Uerdinger Klärwerk: Erst schützen und dann trotzdem abreißen?
Die Bezirksvertreter lehnen den Denkmalschutz für die Gebäude des alten Klärwerks ab.
Krefeld-Uerdingen. Denkmalschutz. In dem Wort steckt der Zweck gleich mit drin, sollte man meinen. Doch was passiert, wenn der Denkmalschutz mit der Krefelder Wirklichkeit kollidiert, konnte man jetzt in der Bezirksvertretung Uerdingen erleben. Die Politiker dort sollten einen Beschluss durchwinken, der zwei neue Denkmäler im Stadtteil schafft: das ehemalige Schieberhaus des Uerdinger Klärwerks und das frühere Wohnhaus des Betriebsleiters. Beide gelten den städtischen Fachleuten und dem LVR-Amt für Denkmalpflege als denkmalwürdig. Das Problem allerdings ist, dass die bloße Erwähnung des Klärwerks bei vielen Uerdingern allergische Reaktionen auslöst.
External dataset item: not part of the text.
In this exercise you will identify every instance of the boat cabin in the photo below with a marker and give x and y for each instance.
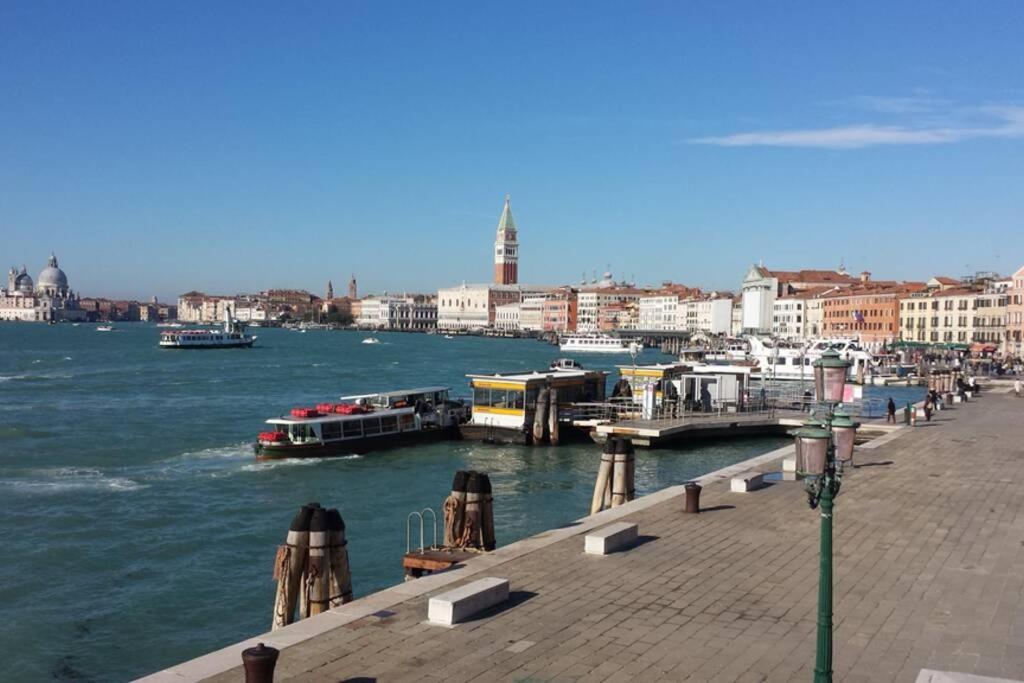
(509, 399)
Das „vergessene Denkmal“, wie die WZ zuletzt im Mai schrieb, ist zwar ein Juwel des Jugendstils, doch es gilt als absolut unverkäuflich. Das Gebäude liegt weit ab vom Schuss und hat keine Parkplätze, außerdem sind die giftigen Abwässer, die dort über Jahre geklärt wurden, offenbar tief ins Mauerwerk eingedrungen. Vor allem im Sommer stinkt’s.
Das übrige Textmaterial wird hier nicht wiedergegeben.